During the get-away, a red dye pack exploded, marking their stolen money, which the investigators used in the investigation to track the robbers. Meanwhile, a bomb threat had also been called in to Suwannee High School at about the same time the robbery took place, causing officers to believe it was a ploy to get officers into Live Oak so the robbery could take place without interference, and the get-away could be accomplished. A car stolen the night before from Easy Auto in Live Oak, and parked overnight at the Suwannee River, was used in the bank heist. A boat and motor stolen from a nearby home several days earlier was believed to be used after the stolen car was ditched in bushes near the river. Three men were arrested, charged and sentenced in the case, but Raulerson eluded capture.

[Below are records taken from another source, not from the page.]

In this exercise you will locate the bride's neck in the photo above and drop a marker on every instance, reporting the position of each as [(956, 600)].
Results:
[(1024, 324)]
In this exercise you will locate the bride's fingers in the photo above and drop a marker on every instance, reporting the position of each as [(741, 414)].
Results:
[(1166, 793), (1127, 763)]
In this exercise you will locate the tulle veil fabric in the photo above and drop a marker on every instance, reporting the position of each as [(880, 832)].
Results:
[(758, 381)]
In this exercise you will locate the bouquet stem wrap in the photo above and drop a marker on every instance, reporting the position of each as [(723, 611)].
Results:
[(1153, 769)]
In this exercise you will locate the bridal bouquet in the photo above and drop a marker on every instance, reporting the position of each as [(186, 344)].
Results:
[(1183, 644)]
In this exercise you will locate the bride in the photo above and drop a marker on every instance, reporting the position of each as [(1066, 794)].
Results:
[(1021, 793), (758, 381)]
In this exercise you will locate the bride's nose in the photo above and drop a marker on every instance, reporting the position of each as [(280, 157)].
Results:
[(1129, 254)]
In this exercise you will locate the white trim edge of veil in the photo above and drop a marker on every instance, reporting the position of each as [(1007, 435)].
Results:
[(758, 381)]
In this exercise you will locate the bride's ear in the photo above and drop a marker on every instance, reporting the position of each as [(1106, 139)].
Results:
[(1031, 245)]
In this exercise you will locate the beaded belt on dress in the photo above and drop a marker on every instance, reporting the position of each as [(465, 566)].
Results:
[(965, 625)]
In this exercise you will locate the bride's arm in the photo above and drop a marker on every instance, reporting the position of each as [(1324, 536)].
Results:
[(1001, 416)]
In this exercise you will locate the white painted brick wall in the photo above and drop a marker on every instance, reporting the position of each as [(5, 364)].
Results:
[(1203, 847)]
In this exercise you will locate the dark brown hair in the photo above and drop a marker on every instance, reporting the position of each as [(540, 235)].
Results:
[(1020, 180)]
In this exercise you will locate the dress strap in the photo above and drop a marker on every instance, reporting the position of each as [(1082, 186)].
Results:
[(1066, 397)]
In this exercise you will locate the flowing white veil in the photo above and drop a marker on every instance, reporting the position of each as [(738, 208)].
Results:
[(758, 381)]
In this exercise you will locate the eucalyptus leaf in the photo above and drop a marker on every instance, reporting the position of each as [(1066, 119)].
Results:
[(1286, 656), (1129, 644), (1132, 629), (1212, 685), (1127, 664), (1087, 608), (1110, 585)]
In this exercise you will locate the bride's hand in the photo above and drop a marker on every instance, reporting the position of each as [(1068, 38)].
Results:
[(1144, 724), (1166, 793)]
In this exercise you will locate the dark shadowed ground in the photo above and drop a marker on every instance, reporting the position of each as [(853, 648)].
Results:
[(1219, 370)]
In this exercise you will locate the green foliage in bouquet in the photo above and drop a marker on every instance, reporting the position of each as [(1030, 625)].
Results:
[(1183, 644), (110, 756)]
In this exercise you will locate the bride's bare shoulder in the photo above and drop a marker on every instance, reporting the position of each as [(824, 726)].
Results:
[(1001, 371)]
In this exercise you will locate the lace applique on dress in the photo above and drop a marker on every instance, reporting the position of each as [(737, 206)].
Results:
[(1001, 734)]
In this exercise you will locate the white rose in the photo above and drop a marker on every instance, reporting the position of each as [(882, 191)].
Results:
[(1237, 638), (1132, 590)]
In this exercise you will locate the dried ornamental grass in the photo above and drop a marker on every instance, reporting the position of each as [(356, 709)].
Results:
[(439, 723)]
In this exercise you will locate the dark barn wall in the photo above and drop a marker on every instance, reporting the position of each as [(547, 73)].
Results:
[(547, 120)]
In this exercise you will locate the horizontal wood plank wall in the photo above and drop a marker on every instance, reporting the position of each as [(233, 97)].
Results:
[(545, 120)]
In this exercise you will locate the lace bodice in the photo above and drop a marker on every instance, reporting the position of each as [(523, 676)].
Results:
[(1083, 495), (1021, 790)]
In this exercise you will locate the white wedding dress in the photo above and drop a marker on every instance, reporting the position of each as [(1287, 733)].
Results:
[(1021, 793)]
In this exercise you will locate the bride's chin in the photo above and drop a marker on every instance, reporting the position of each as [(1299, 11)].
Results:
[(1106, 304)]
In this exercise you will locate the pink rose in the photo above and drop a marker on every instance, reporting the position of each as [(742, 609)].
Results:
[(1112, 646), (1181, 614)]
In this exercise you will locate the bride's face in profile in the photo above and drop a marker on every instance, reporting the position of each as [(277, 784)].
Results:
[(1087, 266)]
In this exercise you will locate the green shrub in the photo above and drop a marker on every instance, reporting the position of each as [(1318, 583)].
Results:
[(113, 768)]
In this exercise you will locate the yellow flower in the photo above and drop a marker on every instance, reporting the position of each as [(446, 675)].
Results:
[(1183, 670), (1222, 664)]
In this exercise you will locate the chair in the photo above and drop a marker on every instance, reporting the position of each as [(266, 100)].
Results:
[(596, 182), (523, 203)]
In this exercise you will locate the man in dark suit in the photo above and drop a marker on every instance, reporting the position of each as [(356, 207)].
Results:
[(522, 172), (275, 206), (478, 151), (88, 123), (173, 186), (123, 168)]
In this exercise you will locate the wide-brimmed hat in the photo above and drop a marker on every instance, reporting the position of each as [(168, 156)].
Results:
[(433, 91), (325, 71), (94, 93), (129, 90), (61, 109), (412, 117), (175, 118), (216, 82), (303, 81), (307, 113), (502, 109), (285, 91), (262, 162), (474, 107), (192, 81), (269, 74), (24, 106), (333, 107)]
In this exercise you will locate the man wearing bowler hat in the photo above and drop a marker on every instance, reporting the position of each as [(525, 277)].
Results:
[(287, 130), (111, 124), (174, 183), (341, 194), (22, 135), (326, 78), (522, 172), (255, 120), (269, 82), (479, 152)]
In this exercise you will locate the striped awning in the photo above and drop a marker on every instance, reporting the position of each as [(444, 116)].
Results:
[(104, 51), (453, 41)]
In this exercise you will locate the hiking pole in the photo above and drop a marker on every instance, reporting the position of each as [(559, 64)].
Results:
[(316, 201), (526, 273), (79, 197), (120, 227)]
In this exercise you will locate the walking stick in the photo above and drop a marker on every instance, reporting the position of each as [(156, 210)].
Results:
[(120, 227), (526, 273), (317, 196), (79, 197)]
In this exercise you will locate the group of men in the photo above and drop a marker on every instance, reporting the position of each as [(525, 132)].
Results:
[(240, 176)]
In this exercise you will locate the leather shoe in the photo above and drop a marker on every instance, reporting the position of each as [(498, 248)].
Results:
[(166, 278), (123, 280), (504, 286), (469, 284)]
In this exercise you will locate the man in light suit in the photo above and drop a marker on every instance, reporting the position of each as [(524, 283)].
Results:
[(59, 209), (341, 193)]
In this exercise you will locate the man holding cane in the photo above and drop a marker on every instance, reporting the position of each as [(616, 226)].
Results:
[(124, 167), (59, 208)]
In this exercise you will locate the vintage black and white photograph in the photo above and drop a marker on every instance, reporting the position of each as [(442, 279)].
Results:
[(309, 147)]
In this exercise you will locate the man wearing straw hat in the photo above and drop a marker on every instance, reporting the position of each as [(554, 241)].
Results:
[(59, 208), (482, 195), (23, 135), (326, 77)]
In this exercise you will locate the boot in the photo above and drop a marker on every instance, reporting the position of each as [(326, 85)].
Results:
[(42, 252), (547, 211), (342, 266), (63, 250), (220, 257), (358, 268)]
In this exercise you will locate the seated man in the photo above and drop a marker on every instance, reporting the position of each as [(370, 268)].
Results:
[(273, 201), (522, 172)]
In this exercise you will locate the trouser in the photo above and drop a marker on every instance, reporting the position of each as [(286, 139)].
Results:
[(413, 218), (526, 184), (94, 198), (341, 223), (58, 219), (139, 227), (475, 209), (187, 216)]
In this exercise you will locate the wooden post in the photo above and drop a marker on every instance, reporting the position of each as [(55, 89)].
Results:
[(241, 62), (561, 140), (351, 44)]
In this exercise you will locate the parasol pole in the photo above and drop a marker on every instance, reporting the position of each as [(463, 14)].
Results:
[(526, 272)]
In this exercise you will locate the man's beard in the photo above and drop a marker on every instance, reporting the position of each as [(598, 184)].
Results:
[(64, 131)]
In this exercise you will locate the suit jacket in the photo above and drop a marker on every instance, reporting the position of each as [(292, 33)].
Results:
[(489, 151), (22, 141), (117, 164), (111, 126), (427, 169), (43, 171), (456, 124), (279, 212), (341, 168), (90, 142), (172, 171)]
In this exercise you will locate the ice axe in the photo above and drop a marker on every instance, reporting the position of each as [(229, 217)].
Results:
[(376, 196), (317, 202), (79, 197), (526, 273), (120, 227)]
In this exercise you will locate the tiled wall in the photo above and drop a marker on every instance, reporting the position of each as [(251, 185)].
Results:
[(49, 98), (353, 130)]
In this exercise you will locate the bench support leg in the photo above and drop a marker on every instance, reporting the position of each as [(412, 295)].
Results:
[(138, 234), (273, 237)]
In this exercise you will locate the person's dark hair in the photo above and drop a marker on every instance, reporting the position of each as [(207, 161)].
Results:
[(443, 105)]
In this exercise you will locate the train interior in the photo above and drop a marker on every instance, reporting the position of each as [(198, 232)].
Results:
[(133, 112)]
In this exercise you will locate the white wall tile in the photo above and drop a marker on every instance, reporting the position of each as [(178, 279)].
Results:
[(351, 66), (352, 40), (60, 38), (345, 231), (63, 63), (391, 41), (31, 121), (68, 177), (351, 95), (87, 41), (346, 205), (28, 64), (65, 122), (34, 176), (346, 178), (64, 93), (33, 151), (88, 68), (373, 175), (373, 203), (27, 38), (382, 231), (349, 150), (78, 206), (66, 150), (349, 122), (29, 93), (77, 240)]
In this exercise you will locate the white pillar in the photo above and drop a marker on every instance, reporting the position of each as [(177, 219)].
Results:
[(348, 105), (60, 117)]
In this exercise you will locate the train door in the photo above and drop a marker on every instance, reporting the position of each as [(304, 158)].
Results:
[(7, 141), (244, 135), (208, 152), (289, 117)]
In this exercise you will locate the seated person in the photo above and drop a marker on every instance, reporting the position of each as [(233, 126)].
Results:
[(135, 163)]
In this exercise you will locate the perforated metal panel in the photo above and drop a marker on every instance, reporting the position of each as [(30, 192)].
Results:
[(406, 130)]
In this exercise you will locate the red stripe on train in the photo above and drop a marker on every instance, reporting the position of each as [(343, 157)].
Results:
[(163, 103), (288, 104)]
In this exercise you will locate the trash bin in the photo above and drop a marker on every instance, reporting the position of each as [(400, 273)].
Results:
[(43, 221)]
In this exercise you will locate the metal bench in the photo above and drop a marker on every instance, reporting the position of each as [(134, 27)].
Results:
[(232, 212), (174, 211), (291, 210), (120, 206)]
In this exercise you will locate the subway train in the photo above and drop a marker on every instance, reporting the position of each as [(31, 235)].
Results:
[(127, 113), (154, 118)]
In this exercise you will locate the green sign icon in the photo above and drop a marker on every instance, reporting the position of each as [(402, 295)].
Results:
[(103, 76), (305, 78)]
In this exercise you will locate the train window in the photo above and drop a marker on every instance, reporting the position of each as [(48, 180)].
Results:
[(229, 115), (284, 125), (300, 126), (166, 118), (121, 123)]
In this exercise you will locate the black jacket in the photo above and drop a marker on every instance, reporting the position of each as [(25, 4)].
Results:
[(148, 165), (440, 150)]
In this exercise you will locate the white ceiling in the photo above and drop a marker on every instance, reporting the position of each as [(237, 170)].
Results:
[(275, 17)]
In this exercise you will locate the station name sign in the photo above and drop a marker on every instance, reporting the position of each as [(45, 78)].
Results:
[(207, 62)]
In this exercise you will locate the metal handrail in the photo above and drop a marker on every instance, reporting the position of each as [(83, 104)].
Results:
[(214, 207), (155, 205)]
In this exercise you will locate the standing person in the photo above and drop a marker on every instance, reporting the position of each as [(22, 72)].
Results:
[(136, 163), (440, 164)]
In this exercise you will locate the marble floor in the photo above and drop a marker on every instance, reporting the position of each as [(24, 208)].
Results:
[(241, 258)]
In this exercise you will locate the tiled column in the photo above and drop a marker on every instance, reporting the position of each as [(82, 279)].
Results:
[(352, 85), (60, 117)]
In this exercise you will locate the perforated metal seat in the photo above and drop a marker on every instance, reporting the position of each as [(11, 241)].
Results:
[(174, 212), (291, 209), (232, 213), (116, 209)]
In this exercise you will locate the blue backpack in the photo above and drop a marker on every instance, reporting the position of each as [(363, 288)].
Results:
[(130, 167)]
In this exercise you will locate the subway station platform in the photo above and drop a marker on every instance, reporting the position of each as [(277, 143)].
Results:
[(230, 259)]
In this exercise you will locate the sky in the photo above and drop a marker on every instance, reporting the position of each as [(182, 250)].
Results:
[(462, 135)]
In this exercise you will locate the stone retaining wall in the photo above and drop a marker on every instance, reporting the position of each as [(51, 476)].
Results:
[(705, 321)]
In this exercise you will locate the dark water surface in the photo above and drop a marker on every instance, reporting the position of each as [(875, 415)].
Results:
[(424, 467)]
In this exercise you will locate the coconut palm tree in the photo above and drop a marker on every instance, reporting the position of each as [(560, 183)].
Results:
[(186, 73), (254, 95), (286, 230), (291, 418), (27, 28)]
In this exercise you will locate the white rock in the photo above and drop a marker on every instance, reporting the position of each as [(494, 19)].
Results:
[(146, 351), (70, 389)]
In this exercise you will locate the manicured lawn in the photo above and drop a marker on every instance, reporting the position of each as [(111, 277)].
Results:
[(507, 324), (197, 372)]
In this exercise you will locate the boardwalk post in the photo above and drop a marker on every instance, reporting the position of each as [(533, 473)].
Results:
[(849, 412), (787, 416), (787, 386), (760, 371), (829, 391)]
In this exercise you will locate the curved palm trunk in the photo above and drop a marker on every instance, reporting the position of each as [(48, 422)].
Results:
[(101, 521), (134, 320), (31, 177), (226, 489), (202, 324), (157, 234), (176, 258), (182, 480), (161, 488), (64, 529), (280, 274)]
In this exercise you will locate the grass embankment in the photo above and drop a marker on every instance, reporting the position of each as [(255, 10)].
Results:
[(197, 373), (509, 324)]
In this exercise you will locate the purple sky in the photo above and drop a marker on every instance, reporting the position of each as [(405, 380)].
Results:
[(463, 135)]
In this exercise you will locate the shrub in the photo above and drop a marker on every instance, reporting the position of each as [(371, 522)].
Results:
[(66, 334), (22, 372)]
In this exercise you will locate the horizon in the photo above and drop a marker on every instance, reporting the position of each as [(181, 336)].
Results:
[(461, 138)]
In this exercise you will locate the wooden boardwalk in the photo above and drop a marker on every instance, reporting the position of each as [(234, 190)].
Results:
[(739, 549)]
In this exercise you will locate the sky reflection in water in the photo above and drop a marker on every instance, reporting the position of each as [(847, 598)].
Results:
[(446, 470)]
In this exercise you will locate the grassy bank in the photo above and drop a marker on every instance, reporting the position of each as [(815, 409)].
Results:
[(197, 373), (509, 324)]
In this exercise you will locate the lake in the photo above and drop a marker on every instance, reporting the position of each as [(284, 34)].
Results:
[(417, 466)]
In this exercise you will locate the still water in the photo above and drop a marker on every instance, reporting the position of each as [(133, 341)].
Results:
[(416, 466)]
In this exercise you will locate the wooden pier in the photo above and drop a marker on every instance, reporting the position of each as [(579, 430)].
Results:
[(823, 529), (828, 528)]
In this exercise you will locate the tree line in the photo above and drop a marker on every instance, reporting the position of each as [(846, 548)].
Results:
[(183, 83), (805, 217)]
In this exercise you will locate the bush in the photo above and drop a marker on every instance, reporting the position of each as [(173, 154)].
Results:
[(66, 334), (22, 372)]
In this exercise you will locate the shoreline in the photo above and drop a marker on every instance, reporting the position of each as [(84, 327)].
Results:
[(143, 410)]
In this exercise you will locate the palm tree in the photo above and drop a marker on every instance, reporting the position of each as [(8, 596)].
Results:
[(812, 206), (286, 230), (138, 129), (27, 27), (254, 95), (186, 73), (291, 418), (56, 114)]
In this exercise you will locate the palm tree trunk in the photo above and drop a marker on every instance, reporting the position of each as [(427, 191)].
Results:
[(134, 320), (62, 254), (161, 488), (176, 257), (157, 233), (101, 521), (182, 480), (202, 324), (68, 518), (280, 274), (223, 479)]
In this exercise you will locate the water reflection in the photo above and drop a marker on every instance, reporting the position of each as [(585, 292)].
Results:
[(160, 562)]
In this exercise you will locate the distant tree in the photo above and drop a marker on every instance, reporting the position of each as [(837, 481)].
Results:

On November 2005, Deputy U.S. Marshals began working on the case with the Florida Department of Law Enforcement and Levy County Sheriff's Office. Sheriff's deputies said Raulerson got the name Speedy for his ability to get away from officers, often slipping into the wooded areas around Gulf Hammock, Inglis and Yankeetown - areas where he had grown up and knew how to survive. Once the marshal's service took over the case in November, they deemed it a major case and made it a top priority. The Levy County Sheriff's Investigators eventually determined that Raulerson had relocated to Interlachen, Florida, where he did yard work for cash. They began working with Putnam County Sheriff's Deputies to lure Raulerson to a place where they could arrest him.

An undercover female officer arranged to meet Raulerson at a previously abandoned home on Thursday, allegedly to get an estimate on cleaning up the property. Raulerson was arrested with the help of a police dog. He served time in jail, until his release on December 2, 2014.

==Portrayals==
Raulerson's exploits were first aired on the television series America's Most Wanted. His crimes were also featured in an episode of Discovery Channel's I (Almost) Got Away with It, entitled "Got to Work on a Crab Boat", with him and the men who arrested him detailing his escape from the law by hiding in the thick woods and his eventual arrest.

Jeremy Renner portrayed Raulerson in an episode of the series It's Florida, Man, with the episode based around the robber's past exploits. Raulerson himself makes a cameo appearance in the show.